= Danny Harf =

American wakeboarder

Danny Harf is an American professional wakeboarder and sports video producer.

== Early life ==
Harf was born in Visalia, California and moved to Orlando, Florida where he grew up on Lake Willis and learned to water ski. He found his passion with wakeboarding at age 10. In 2000 he became a professional wakeboarder at age 16.

==Career ==
Erik Ruck met Harf at a wakeboard tournament in 1999 where they became friends and still rides with him.

Harf won the Transworld Wakeboarding Rookie of the Year award in 2000 and is a four-time X Games champion. His film, Defy, is a wakeboarding movie that shows one of the first ever double backflips ever done on a wakeboard.

Shawn Watson, Brian Grubb, Parks Bonifay, Shane Bonifay, Chad Sharpe, Nick Weinacker and Francois Roy came together to make "Pointless Productions", to make a video called Incomplete to show that they were the best wakeboarders of the time.

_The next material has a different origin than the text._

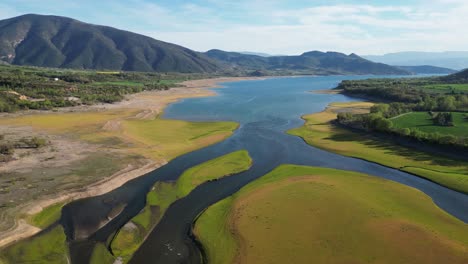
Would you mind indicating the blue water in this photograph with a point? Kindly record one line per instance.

Harf was the first, and only rider to do a 1260 degree spin behind boat, in 2008.

== Tournament wins and awards ==
- 2000: Rookie of the Year
- 2000: Pro Wakeboard Tour: Oklahoma City – 1st place
- 2001: X Games – 1st place
- 2002: X Games – 1st place
- 2003: X Games – 1st place
- 2003: WWA National Championships – 1st place
- 2003: U.S. Masters – 1st place
- 2004: U.S. Masters – 1st place
- 2004: Pro Wakeboard Tour: Orlando – 1st place
- 2005: X Games – 1st place
- 2005: Pro Wakeboard Tour: Fort Worth – 1st place
- 2005: Pro Wakeboard Tour: Portland – 1st place
- 2005: WWA National Championships – 1st place
- 2006: U.S. Masters – 1st place
- 2006: Pro Wakeboard Tour: Twin Cities – 1st place
- 2006: Pro Wakeboard Tour: Kelowna – 1st place
- 2006: Pro Wakeboard Tour: Reno – 1st place
- 2006: Pro Wakeboard Tour – 1st place
- 2008: First ever to land 1260°
- 2009: Brostock - 1st place
- 2012: Ronix Best Video of the Year

==Sponsors==
Danny rides with eight sponsors: Nautiques, Ronix, Monster Energy, Fox, Reef, Billabong, Spy Optic, Performance Ski & Surf.

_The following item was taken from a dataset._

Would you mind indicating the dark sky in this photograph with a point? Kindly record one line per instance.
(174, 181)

Monster Energy began sponsoring Harf back in 2006.
He has been with Spy, an apparel brand, since 2005.

== Defy ==
The film was directed and filmed by Sean Kilgus. December 18, 2011 was the premier for Defy in Orlando at the Beacham Theater. It was sponsored by Transworld Wakeboading, Fox, Nautique boats, TIge boats, and System 2.0.

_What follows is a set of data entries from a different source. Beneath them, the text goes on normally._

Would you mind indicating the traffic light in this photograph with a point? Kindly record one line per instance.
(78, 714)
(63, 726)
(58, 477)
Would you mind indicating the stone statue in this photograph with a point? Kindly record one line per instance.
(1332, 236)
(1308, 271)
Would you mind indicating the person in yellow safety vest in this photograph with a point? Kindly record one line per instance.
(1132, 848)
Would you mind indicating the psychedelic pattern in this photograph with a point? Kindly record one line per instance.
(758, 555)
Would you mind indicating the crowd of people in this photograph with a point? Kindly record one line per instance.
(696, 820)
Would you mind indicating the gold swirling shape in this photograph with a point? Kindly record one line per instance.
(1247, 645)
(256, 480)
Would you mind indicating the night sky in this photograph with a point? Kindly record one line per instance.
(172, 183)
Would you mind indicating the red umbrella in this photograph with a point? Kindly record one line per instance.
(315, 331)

He rode a Ronix wakeboard throughout the movie. His crew consisted of Jimmy Lariche, Bob Soven, Parks Bonifay, Adam Errington, Rusty Malinosky, and Shaun Murray.
They filmed at Radar Lake, Mexico, Australia. They included wake skating about 45 minutes into the video and show a segment of people riding and doing tricks on wake skates.

=== Soundtrack ===
- Overture (Tron) - Daft Punk from trailer
- Kids - Sleigh Bells - from trailer
- Fabrication - Emalkay

== Radar Lake ==
Danny Harf's favorite practice location is Radar Lake.

Radar Lake is located in Woodinville, Washington and is one of the first man-made lakes built specifically for water sports. The land it is built on was initially bought and developed by water sports innovator Herb O'Brien in 1972. O'Brien, drawing from his water sport experiences as a young man, envisioned Radar Lake to be an isolated and private area where enthusiasts could come and enjoy not only the thrill of the sport but also the pristine natural environment. In 1976, the property was bought by Seattle based owner of Seattle Electric, now Radar Inc., Wilbur McPherson who gave it its current name in honor of his company. McPherson and O'Brien maintained a close relationship, and O'Brien bought Radar Lake back from McPherson in 2000. McPherson continued to live on the property, along with O'Brien and their respective families, until he lost his life to cancer in 2007.

Herb O'Brien died in 2012, but his family continues to manage the property as Radar Events, LLC.